Cassinia arcuata, commonly known as drooping cassinia, biddy bush, Chinese scrub, sifton bush and Chinese shrub, is a species of flowering plant in the family Asteraceae and is endemic to Australia. It is a shrub, sometimes a small tree with sessile, linear leaves, and heads of up to two hundred brownish flowers arranged in pyramid-shaped panicles. In New South Wales, the species is known as Cassinia sifton. In disturbed areas, C. arcuata can become weedy.

==Description==
Cassinia arcuata is a densely-branched, erect shrub or small tree that typically grows to a height of 1–2 m but sometimes to 4 m, with densely cottony-hairy branches and sometimes a curry-like aroma. The leaves are linear, 2.5–10 mm long and 0.5–1 mm wide with the edges rolled under. Up to two hundred heads are arranged in pyramid-shaped panicles 30–80 mm long with involucral bracts about 4 mm long in four whorls around each of two or three brownish florets. Flowering mostly occurs from January to May and the achenes are 0.8–1.0 mm long with a pappus of twenty-two to twenty-eight bristles 1.5–3 mm long.

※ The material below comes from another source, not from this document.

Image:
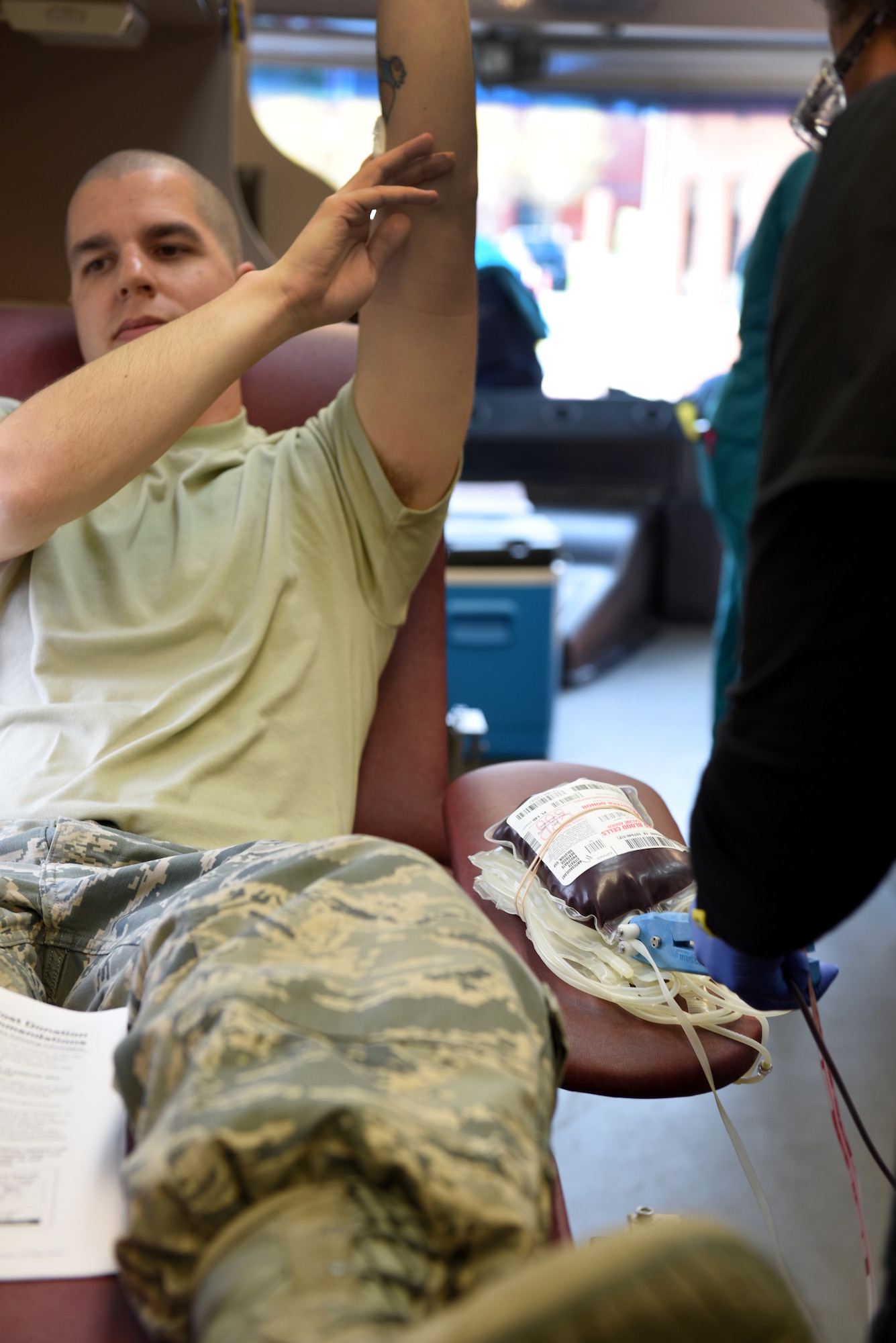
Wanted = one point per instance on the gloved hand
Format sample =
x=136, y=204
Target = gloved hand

Sifton Bush has been implicated in poisoning of stock and causing dermatitis in sheep. Some Cassinia species are known to cause allergic skin and respiratory reactions.

==Taxonomy and naming==
Cassinia arcuata was first formally described in 1818 by Robert Brown in Transactions of the Linnean Society of London.

Cassinia sifton Orchard has been confused with C. arcuata and the National Herbarium of New South Wales lists only C. sifton as occurring in New South Wales. Plants of the World Online list both species as occurring in New South Wales.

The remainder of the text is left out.